One day I want to master the guitar. The next, I’m obsessively adding completely unnecessary features to my personal site—just because I can. Then I’ll find myself watching a video about the mysteries of black holes, watching explainer videos on how relativity actually works, or dreaming about building my own product that solves a problem no one’s even thought of yet. I’m a software engineer by profession and by passion, but that’s just one slice of the pie. My interests branch into singing (when I’m broke or too happy), messing around with my guitar just for the vibes, sketching people I secretly like, dabbling into ethical hacking or learning random networking commands after watching a couple of spy movies, solo bike rides through some forest trails, diving into some random physics concepts out of curiousity, penning down my thoughts, reading books or random articles, and even collecting the most unnecessary and random facts that most people would ignore. I love asking questions. I love understanding how things work. I want to know the 'why' behind everything.

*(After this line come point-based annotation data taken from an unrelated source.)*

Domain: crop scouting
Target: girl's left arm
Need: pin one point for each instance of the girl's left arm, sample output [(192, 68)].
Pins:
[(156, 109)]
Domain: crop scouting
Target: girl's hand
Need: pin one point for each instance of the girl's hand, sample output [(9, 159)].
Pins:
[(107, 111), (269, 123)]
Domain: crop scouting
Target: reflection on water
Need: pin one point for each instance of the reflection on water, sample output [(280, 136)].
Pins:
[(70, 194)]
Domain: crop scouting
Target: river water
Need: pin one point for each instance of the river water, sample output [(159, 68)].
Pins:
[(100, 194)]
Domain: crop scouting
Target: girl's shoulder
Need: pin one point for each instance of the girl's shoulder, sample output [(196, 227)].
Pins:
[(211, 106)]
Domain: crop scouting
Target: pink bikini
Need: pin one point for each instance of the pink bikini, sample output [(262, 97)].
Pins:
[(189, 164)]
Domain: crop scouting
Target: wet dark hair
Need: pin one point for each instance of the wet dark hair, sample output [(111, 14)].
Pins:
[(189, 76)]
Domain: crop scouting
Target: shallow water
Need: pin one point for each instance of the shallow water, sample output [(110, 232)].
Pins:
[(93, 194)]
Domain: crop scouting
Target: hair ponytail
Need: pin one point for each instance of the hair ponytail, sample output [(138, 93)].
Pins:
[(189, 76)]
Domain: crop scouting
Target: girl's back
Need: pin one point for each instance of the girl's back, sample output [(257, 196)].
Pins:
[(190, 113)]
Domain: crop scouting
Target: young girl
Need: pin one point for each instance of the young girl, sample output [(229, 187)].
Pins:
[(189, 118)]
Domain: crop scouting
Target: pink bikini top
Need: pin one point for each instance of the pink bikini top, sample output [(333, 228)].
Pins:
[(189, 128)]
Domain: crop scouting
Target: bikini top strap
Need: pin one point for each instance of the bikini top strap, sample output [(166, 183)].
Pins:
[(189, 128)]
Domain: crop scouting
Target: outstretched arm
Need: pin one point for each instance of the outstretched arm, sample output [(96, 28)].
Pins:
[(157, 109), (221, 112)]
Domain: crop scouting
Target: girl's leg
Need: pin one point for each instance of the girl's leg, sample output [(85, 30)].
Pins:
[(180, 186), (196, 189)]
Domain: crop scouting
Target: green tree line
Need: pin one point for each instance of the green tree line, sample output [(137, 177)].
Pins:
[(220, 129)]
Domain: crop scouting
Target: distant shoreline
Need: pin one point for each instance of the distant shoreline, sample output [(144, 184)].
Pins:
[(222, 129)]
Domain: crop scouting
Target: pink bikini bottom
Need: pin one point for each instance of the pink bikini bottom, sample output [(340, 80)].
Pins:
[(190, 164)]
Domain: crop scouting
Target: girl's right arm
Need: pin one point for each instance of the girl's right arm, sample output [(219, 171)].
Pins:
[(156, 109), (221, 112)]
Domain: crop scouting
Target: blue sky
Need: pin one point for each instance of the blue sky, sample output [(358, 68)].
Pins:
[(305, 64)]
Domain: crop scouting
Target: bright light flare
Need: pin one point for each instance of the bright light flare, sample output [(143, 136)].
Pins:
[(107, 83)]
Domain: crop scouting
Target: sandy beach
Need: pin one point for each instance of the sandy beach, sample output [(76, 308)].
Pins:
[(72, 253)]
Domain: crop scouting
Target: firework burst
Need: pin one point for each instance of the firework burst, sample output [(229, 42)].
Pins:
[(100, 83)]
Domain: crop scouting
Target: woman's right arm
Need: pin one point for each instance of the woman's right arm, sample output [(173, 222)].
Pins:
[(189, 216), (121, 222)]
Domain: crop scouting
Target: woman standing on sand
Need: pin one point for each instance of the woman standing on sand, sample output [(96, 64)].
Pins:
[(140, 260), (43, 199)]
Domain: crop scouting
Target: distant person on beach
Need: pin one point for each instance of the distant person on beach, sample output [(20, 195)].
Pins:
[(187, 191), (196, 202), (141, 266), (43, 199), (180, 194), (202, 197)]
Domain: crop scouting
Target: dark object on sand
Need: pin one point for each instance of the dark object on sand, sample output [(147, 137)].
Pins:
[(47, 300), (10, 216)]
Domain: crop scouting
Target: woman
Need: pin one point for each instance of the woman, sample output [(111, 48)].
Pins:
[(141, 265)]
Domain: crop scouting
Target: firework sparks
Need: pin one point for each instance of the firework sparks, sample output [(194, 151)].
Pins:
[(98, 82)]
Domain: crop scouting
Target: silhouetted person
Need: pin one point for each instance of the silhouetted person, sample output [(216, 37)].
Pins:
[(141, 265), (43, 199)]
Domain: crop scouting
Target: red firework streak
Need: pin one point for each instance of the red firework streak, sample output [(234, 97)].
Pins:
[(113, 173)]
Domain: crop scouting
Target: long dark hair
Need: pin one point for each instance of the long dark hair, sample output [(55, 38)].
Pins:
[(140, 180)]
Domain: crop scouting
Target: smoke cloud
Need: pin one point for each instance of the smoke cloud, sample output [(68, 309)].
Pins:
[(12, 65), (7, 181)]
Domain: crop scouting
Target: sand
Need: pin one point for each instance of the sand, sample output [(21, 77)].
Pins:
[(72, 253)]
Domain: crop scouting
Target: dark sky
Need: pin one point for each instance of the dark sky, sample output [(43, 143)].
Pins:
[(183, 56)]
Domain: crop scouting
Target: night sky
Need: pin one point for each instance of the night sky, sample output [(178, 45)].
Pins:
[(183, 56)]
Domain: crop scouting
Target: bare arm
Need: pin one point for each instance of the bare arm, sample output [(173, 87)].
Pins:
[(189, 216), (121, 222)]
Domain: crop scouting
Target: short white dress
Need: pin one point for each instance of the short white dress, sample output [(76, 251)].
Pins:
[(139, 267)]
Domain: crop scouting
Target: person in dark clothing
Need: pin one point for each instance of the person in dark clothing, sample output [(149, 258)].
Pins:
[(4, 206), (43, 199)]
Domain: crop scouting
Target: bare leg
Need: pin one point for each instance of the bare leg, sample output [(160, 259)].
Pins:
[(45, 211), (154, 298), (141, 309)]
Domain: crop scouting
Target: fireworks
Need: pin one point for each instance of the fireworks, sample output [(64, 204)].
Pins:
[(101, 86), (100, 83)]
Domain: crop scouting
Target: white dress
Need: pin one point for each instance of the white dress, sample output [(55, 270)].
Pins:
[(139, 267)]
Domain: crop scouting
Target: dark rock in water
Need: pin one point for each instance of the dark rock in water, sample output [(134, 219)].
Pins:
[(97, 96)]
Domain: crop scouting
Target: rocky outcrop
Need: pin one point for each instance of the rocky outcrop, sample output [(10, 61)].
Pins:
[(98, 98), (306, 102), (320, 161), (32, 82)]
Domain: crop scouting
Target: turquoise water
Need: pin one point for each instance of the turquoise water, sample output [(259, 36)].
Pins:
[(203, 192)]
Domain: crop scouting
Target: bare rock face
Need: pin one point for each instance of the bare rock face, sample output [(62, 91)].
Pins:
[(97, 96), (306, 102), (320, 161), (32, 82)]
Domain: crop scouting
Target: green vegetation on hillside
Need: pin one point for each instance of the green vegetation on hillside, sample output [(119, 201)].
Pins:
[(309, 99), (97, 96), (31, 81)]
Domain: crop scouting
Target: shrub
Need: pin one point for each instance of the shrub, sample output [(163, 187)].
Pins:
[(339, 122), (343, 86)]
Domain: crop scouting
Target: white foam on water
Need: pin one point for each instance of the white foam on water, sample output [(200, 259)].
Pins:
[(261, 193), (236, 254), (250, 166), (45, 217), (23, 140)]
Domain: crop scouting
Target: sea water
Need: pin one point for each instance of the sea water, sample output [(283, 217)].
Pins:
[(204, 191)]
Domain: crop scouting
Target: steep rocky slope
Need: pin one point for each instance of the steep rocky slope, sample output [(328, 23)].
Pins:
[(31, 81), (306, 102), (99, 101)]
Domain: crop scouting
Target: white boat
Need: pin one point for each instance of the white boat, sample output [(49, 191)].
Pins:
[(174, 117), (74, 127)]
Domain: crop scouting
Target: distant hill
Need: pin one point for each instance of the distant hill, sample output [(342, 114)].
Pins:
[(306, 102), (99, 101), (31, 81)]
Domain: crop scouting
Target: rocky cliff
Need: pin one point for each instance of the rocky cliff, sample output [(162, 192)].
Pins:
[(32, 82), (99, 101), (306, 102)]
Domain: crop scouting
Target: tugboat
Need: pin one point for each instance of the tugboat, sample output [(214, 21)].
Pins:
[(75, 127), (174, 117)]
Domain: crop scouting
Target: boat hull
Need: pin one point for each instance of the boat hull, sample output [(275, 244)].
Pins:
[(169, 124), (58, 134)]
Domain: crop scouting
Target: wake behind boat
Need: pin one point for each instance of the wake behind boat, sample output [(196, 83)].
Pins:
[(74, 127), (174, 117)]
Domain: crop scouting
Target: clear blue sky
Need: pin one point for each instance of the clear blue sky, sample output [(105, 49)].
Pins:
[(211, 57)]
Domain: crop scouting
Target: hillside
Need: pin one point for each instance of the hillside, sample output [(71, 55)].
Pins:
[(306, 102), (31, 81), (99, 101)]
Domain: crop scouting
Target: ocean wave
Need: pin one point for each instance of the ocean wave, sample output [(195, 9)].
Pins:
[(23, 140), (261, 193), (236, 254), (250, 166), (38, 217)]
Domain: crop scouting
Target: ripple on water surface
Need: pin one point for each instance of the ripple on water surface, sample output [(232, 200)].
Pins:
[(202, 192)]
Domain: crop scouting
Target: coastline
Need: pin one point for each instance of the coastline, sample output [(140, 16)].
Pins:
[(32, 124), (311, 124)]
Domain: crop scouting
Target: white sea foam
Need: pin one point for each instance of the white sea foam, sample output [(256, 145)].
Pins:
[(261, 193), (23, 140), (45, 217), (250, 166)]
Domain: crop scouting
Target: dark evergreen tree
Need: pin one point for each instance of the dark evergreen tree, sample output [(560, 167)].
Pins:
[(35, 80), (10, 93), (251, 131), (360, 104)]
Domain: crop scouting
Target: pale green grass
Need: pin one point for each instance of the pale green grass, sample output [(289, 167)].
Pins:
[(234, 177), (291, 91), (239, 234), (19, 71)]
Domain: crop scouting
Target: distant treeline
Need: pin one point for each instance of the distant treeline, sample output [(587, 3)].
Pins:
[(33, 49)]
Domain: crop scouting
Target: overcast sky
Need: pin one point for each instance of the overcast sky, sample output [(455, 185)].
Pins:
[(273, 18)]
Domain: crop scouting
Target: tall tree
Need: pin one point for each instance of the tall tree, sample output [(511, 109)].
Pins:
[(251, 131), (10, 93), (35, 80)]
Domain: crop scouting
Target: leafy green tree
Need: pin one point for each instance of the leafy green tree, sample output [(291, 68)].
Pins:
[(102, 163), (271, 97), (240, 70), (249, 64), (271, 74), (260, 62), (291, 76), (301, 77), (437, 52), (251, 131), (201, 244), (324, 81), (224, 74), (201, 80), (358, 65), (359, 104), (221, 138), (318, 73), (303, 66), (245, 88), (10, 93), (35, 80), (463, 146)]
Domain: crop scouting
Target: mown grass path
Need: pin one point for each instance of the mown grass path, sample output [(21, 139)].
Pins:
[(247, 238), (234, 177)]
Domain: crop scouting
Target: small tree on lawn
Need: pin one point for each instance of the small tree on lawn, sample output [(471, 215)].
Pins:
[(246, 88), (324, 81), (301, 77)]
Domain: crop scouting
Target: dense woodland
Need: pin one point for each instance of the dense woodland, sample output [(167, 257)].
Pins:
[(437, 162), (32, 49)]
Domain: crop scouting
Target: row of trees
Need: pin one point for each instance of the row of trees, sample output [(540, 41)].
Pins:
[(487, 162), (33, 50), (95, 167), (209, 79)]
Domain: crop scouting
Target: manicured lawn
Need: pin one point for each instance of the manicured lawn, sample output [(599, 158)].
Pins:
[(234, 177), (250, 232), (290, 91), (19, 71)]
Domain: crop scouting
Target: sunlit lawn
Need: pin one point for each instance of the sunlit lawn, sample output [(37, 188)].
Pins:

In short, I want to be a polymath—whatever that means in this messy, tab-switching, curiosity-driven life.

But it’s not exactly a straight path.

Sometimes I’m hyper-focused - lost in code, oblivious to the world, solving bugs that felt impossible just an hour ago. Other times, I’m scattered—half-reading five books, switching between twenty tabs, dabbling in things that don’t seem to connect, and feeling like I’ve accomplished nothing substantial. I want to do everything, but I often end up half-doing a dozen things instead. This constant switching between obsessive focus and chaotic curiosity leaves me exhausted. Sometimes inspired. But often…unfulfilled.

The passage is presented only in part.